One goal of the GHS is to reduce duplicative testing and animal testing, and it allows test data already generated for the classification of chemicals under existing systems to be used when classifying the same chemicals for GHS.
When this creates conflict between an existing system and GHS, expert judgment is needed.
Furthermore, tests that do not require the use of live animals are preferred to those using sentient live experimental animals.
Testing on humans solely for hazard identification purposes is generally not acceptable; nevertheless, epidemiological data and experience on the effects of chemicals on humans should be taken into account in the evaluation of human health hazards of chemicals.
The quality and consistency of the data are important. For some hazard classes, classification results directly when the data satisfy the criteria.

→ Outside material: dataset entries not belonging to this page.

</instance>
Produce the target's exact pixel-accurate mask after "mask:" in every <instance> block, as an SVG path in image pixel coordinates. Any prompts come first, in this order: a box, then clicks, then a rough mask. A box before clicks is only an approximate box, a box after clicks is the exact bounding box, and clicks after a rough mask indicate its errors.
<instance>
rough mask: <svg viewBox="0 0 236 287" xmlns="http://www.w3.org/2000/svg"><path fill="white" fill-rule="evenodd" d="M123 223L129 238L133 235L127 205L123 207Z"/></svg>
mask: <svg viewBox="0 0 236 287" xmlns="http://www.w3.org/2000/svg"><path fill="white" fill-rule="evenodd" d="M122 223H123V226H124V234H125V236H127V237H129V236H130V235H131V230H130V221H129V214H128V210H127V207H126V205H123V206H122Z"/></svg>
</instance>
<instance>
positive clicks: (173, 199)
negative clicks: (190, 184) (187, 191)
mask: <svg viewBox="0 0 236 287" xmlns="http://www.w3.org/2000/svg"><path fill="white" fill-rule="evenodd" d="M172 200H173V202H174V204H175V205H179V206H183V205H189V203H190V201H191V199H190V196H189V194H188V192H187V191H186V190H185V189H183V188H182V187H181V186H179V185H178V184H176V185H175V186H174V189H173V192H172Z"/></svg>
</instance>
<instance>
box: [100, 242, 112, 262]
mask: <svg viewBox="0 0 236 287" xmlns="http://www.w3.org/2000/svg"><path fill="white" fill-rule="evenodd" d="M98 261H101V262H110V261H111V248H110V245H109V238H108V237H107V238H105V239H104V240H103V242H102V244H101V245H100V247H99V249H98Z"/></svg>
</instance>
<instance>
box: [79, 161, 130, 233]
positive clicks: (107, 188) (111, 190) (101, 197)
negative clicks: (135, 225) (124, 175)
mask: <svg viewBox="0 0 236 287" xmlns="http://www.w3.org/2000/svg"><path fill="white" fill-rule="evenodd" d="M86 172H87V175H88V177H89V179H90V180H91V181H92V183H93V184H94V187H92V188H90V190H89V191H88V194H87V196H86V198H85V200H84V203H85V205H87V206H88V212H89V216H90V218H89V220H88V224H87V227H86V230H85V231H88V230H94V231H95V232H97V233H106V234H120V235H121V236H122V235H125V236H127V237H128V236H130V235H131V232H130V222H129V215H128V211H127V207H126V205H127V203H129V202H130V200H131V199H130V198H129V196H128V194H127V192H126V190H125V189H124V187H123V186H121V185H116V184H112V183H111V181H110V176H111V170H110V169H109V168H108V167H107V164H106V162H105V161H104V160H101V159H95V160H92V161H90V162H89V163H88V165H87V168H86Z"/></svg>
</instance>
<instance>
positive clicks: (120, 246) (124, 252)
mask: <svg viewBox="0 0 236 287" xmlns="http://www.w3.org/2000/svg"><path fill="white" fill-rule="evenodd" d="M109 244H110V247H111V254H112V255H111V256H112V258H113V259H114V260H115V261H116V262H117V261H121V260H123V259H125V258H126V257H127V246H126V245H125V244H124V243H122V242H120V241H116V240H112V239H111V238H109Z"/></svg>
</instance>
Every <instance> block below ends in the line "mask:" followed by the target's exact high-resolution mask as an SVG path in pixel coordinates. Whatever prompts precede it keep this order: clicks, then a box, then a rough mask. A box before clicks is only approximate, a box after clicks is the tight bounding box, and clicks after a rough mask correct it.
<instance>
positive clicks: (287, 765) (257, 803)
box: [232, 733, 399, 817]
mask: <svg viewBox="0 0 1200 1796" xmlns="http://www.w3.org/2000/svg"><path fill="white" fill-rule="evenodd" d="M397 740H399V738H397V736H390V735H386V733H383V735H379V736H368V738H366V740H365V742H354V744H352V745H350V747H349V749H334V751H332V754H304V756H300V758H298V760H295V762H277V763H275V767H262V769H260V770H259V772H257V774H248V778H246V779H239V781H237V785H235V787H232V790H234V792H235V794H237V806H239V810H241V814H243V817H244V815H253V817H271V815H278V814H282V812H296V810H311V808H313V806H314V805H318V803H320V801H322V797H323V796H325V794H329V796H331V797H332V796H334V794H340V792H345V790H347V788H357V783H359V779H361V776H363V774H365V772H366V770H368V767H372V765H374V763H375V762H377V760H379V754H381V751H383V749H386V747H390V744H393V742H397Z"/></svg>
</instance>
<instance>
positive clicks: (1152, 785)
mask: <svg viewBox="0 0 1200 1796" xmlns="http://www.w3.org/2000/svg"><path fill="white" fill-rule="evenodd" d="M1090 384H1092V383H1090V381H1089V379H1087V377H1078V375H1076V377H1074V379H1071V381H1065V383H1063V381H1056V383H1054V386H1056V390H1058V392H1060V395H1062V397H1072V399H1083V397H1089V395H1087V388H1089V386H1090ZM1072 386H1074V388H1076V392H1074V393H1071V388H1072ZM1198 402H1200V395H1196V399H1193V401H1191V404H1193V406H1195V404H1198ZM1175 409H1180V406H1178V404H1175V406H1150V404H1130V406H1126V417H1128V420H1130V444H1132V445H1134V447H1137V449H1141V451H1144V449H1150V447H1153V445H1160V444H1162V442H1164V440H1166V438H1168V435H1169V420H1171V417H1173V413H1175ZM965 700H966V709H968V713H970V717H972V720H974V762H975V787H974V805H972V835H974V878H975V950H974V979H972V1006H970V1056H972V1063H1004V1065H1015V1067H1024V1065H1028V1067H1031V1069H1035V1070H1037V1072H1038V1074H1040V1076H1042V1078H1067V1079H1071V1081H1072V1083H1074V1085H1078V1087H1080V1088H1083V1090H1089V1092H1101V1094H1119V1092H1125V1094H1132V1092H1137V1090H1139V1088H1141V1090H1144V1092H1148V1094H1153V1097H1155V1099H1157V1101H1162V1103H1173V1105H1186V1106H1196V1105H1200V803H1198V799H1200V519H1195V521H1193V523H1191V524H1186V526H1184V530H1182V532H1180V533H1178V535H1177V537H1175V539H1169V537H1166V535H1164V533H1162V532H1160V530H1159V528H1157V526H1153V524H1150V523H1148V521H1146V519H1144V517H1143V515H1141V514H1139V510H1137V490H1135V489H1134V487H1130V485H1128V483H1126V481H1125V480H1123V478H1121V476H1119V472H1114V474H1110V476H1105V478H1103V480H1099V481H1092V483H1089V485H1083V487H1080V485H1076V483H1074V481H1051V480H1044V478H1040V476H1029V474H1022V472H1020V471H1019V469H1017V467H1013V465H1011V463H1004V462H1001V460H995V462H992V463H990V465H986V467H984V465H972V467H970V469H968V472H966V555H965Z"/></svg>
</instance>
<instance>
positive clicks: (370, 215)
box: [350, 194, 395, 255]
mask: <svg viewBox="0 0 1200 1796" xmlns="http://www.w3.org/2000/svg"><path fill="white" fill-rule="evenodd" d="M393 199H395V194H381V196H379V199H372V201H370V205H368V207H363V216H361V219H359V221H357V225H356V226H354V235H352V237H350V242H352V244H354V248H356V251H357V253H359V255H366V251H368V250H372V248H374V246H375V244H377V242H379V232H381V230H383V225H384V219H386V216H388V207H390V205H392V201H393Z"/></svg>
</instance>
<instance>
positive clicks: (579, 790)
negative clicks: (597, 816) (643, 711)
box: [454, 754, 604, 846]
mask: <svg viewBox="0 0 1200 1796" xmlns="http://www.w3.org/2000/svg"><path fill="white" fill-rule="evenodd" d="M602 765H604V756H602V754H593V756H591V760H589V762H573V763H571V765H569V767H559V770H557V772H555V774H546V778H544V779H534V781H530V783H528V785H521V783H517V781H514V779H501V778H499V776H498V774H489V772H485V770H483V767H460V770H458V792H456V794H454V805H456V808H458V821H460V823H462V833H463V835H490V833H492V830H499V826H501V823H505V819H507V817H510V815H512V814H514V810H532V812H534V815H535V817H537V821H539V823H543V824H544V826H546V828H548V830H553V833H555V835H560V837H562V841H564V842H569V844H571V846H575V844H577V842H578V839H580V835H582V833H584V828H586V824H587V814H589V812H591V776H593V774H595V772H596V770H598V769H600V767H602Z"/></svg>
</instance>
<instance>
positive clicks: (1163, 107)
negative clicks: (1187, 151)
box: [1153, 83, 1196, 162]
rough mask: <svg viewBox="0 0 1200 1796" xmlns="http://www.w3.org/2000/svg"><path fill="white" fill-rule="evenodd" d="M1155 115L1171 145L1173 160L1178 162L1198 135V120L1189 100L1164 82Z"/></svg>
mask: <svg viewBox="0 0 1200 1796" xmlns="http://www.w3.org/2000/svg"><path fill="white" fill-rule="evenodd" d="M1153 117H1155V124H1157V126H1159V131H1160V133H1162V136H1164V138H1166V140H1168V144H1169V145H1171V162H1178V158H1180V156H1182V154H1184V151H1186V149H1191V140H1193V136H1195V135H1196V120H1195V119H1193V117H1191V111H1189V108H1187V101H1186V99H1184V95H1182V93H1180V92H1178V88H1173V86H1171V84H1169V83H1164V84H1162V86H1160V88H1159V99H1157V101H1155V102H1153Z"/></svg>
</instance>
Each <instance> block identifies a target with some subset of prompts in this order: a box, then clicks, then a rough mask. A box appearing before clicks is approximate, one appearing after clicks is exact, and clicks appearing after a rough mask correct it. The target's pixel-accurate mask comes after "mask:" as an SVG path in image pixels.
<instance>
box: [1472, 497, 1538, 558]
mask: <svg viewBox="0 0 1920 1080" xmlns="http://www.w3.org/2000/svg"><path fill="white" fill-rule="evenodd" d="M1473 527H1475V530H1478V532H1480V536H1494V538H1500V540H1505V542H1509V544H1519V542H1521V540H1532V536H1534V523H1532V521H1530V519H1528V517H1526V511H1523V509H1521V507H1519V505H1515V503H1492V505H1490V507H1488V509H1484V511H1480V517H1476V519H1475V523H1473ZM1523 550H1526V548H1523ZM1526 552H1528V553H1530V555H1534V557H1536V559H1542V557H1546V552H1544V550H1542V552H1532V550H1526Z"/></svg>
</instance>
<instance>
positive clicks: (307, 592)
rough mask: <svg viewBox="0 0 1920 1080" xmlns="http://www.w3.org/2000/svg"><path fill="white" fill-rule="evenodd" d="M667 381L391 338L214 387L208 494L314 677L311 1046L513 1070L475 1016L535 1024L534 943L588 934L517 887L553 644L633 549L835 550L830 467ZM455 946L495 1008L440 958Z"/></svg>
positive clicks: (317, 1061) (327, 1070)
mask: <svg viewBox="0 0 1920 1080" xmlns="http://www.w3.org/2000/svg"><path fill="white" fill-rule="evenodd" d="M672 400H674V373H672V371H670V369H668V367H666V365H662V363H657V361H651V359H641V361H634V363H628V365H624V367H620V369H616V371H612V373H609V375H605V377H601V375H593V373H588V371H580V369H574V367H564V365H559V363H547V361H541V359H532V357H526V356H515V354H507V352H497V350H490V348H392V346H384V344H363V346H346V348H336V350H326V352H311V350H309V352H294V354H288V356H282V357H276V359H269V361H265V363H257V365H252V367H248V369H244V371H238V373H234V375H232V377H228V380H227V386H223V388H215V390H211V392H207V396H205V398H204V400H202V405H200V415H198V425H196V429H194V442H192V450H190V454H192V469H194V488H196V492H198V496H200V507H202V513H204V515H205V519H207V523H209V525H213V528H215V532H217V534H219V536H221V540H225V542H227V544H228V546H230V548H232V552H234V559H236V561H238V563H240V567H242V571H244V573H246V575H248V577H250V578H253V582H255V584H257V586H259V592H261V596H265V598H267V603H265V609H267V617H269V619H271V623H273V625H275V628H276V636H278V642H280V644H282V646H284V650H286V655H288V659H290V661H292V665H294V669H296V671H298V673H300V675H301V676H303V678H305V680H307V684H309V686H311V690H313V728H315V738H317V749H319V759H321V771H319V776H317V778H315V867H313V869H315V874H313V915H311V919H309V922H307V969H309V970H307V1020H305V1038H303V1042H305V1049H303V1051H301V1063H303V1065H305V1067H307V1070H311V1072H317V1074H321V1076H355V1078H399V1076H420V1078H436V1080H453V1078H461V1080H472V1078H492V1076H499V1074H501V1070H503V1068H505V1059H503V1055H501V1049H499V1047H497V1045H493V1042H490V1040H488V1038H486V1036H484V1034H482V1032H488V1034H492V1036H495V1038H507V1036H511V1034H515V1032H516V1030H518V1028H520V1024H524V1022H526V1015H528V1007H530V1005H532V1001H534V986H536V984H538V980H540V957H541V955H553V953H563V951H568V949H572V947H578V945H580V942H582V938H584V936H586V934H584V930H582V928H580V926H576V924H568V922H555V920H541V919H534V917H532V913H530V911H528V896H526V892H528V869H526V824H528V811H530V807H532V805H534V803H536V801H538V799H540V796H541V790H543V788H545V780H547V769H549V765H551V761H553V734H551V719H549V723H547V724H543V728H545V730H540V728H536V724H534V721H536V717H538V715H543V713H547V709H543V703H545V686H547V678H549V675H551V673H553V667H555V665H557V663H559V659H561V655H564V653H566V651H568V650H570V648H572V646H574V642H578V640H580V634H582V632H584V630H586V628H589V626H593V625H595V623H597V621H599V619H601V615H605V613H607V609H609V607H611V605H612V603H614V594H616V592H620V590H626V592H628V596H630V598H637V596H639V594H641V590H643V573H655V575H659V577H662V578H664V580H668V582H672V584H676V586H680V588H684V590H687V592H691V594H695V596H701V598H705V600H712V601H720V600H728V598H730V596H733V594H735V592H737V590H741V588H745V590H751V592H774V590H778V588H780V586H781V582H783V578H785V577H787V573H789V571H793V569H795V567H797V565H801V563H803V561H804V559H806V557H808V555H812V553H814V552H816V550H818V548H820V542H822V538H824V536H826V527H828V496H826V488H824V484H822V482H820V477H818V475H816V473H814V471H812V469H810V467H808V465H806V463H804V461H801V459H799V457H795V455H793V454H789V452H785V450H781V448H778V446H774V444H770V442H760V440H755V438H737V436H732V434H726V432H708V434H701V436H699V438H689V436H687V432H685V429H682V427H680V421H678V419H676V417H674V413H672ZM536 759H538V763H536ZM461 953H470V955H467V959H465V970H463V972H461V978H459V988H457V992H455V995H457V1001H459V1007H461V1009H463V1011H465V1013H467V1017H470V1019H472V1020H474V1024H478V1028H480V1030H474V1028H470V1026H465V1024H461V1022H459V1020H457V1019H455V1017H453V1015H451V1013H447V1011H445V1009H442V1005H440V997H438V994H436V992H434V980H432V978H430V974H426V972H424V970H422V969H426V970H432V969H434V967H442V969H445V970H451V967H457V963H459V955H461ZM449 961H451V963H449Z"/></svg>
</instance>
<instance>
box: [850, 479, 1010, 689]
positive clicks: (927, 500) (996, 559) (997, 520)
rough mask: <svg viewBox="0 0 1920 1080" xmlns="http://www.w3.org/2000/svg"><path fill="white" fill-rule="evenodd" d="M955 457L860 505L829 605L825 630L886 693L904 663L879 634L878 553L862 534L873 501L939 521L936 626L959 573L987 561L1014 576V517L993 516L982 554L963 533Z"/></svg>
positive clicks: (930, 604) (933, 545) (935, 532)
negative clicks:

For others, classification of a substance or a mixture is made on the basis of the total weight of evidence.
There are specific considerations for the classification of mixtures.
Some substances react slowly with atmospheric gases, e.g. oxygen, carbon dioxide, water vapour, to form different substances, or react very slowly with other ingredients of a mixture or self polymerise; however, substances produced by such reactions are typically sufficiently low that they do not affect classification of the mixture.
Cut-off Values and Concentration Limits
There may be cases where the cut-off values or concentration limits used for untested mixtures based on hazards of its ingredients do not adequately convey the identifiable hazard the mixture poses. If a classifier has information that the hazard of an ingredient will be evident below the cut-off value or concentration limit, then the mixture should be classified accordingly.
Conversely, if data shows hazard of an ingredient will not be present at level above GHS cut-off, mixture could be classified according to those data. In such cases, data should be retained and made available for the use of values other than the GHS cut-off and concentration limits.